Each experiment session began with the informed consent process. Then, each participant watched a tutorial video about how to interact with the system to solve an SQL task and fix NL2SQL errors under different conditions. Then, each participant was given a total of 45 minutes to solve as many SQL tasks as possible. On average, each participant completed 22.0 SQL tasks in 45 minutes (5.5 in each condition). After each experiment session, the participant completed a post-study questionnaire. This questionnaire asked participants to rate their overall experience, the usefulness of interactive tool support under different conditions, and their preferences in Likert scale questions. We ended each experiment session with a 10-minute semi-structured interview. In the interview, we asked follow-up questions about their responses to the post-study questionnaire, if they encountered any difficulties with interaction mechanisms under the conditions, and which parts they found useful. We also asked participants about the general workflow as they approached the task and the features they wished they had when handling NL2SQL errors. All user study sessions were video recorded with the consent of the participants.
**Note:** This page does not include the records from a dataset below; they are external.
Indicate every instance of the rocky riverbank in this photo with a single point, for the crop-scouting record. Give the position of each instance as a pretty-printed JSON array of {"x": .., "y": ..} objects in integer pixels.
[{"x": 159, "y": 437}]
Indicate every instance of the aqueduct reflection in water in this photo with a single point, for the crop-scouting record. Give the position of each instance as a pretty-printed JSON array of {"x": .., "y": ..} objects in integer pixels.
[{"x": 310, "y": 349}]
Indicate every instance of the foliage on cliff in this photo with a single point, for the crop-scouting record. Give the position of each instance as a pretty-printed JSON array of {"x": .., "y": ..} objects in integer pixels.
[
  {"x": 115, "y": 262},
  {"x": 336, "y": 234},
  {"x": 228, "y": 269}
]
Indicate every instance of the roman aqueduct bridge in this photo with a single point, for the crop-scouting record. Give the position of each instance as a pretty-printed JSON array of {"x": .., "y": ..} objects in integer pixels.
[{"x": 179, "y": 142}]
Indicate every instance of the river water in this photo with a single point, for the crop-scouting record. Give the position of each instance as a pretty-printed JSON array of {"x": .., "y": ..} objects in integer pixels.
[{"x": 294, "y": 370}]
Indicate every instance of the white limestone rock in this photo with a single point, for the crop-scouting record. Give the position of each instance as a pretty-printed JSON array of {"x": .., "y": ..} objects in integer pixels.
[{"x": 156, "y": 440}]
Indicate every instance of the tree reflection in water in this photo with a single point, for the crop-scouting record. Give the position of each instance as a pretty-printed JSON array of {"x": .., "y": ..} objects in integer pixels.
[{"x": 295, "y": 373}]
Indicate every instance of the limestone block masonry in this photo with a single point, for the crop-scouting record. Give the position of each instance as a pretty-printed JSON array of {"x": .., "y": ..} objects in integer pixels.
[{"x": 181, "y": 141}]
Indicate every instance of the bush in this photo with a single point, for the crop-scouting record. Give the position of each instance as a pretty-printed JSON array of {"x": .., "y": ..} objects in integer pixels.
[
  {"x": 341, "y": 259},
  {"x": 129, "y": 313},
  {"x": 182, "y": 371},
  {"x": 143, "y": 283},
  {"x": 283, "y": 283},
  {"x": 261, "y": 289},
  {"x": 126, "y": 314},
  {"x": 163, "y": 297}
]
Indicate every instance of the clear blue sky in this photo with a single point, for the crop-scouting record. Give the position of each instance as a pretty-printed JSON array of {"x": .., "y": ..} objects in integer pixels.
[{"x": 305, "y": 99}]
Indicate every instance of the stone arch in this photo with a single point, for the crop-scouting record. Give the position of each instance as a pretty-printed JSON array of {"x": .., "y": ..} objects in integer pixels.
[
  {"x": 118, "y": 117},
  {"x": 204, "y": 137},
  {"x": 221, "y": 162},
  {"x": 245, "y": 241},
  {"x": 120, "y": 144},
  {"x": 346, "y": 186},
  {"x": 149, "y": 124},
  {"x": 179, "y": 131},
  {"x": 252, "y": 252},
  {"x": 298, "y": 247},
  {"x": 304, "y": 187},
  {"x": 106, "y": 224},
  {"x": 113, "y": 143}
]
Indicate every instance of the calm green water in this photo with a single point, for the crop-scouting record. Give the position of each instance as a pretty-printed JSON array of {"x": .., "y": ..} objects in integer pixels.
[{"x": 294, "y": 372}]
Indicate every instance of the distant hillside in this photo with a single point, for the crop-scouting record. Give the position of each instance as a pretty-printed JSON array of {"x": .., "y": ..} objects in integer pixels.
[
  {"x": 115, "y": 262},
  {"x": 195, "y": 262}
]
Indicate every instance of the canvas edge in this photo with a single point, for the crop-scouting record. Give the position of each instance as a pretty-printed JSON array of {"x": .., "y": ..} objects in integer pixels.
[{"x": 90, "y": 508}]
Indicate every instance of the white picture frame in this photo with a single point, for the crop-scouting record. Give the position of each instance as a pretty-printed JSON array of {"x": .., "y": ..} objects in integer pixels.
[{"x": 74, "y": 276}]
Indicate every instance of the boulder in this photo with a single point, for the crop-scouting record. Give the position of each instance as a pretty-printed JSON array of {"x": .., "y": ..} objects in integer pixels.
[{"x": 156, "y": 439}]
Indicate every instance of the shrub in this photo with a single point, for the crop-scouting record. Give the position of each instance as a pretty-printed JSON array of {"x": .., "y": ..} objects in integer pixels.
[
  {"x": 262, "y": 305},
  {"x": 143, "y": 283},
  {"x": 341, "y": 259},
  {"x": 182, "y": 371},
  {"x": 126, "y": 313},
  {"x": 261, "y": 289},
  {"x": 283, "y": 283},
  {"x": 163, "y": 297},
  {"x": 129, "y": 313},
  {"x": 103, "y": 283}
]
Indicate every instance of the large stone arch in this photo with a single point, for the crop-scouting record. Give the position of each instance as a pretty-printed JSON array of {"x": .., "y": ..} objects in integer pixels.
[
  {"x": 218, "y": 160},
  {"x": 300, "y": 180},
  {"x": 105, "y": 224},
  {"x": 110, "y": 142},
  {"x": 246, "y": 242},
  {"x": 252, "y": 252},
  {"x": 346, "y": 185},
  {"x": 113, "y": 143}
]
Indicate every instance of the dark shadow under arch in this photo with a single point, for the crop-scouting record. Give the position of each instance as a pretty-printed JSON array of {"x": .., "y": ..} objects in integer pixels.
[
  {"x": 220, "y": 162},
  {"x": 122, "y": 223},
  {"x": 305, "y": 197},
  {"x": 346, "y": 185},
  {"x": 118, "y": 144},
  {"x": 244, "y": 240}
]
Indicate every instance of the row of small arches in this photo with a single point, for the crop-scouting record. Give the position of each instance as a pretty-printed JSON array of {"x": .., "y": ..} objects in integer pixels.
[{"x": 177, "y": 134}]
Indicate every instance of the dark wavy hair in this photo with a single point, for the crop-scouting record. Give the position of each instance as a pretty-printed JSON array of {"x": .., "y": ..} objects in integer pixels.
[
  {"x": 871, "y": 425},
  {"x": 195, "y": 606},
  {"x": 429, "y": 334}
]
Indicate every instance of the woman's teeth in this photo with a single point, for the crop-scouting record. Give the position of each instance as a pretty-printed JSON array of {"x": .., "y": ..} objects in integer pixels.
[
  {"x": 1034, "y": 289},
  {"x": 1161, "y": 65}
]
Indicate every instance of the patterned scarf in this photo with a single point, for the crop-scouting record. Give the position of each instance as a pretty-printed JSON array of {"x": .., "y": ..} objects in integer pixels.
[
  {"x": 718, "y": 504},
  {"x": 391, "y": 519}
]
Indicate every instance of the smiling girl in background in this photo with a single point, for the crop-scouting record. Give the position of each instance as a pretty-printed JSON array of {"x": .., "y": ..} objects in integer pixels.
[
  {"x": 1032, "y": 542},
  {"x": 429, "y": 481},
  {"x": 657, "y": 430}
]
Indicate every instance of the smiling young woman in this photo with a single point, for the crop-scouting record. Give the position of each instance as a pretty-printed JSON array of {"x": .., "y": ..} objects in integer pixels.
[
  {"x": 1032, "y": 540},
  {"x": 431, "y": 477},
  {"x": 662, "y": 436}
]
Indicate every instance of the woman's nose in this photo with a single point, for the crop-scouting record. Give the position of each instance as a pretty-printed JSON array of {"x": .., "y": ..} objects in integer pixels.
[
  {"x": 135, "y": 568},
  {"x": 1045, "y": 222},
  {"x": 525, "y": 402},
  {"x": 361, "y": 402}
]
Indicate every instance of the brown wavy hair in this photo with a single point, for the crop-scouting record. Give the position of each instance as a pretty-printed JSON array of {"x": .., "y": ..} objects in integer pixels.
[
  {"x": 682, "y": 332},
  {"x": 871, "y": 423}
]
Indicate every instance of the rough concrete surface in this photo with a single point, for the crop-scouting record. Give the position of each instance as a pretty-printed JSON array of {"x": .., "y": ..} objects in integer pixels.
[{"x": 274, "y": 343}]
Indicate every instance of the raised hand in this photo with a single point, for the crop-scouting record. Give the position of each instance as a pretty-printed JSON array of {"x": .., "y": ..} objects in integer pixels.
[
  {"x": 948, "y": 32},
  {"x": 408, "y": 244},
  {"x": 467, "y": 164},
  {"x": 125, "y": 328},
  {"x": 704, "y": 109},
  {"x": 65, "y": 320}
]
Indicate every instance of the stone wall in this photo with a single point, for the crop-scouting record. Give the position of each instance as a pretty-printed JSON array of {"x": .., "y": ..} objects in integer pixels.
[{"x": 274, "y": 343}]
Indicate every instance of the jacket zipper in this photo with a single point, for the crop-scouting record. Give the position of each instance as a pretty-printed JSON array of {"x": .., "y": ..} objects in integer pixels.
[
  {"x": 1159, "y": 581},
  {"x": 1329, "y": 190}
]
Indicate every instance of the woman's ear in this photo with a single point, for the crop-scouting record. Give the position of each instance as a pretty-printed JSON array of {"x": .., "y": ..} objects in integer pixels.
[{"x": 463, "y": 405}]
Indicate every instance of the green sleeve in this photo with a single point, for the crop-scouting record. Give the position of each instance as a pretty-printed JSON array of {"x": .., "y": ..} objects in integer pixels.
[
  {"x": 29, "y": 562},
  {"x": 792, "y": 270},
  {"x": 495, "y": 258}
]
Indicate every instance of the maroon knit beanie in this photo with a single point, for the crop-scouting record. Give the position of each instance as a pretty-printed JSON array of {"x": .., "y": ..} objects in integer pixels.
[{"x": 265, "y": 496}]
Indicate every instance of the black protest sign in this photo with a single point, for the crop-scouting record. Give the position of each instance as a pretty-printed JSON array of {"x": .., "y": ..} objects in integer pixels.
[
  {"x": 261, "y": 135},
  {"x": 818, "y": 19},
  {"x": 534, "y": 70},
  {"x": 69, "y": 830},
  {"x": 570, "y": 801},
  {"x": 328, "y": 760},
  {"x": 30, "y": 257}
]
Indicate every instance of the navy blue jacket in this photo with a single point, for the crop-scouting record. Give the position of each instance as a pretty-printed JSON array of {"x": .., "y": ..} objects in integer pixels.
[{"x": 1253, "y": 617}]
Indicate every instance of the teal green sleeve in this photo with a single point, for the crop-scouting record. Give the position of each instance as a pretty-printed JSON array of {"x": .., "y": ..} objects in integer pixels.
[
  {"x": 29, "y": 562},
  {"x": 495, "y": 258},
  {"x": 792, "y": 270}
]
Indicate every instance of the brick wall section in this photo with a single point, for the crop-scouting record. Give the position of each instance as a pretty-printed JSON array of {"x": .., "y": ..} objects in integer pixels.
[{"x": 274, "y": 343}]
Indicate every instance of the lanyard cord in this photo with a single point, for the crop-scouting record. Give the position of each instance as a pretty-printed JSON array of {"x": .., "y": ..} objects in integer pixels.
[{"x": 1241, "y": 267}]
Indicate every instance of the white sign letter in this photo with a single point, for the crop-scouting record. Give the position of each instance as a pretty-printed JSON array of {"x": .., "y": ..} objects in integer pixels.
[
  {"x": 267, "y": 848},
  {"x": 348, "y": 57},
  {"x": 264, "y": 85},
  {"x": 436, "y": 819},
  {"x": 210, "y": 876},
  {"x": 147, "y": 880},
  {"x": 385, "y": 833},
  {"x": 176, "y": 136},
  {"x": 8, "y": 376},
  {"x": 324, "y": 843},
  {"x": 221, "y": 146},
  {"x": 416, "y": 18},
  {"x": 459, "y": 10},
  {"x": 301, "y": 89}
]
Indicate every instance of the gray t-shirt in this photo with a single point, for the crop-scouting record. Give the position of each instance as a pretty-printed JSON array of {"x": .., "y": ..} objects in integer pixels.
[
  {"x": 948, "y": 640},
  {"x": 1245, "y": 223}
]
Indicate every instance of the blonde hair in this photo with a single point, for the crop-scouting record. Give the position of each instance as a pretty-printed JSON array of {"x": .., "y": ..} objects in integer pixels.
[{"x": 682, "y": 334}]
Following established open coding methods [11, 36], an author conducted a thematic analysis of the interview transcripts to identify common themes about user experiences and challenges they encountered while using the different error handling mechanisms, as well as their suggestions for new features. Specifically, the coder went through and coded the transcripts of the interview sessions using an inductive approach. For user quotes that did not include straightforward key terms, the coder assigned researcher-denoted concepts as the code.

5.4 Data Collection

For each SQL task, we collected three types of data from the participant: (1) the updated SQL query after their repair; (2) the starting and ending time; (3) the user’s interaction log with the error handling mechanism (e.g., clicking to view the sampled table, opening the drop-down menu, and interacting with the chatbot).

We cleaned up the data from the participants through the following steps. First, we filtered out the queries that were skipped by the participants (i.e., the user clicking on “Next” without making any changes to the query), which consisted of less than 10% of the total data. Second, if the participant did not utilize the interaction mechanism associated with the experimental condition at all (e.g., the user inspected the query without using any assistance and modified the query manually), the task was deemed to be solved using the baseline method.

5.5 Results

In this section, we report the key findings on the efficiency, effectiveness, and usability of different error handling mechanisms and their user experiences. For each condition in a statistical test, the data is sampled evenly and randomly.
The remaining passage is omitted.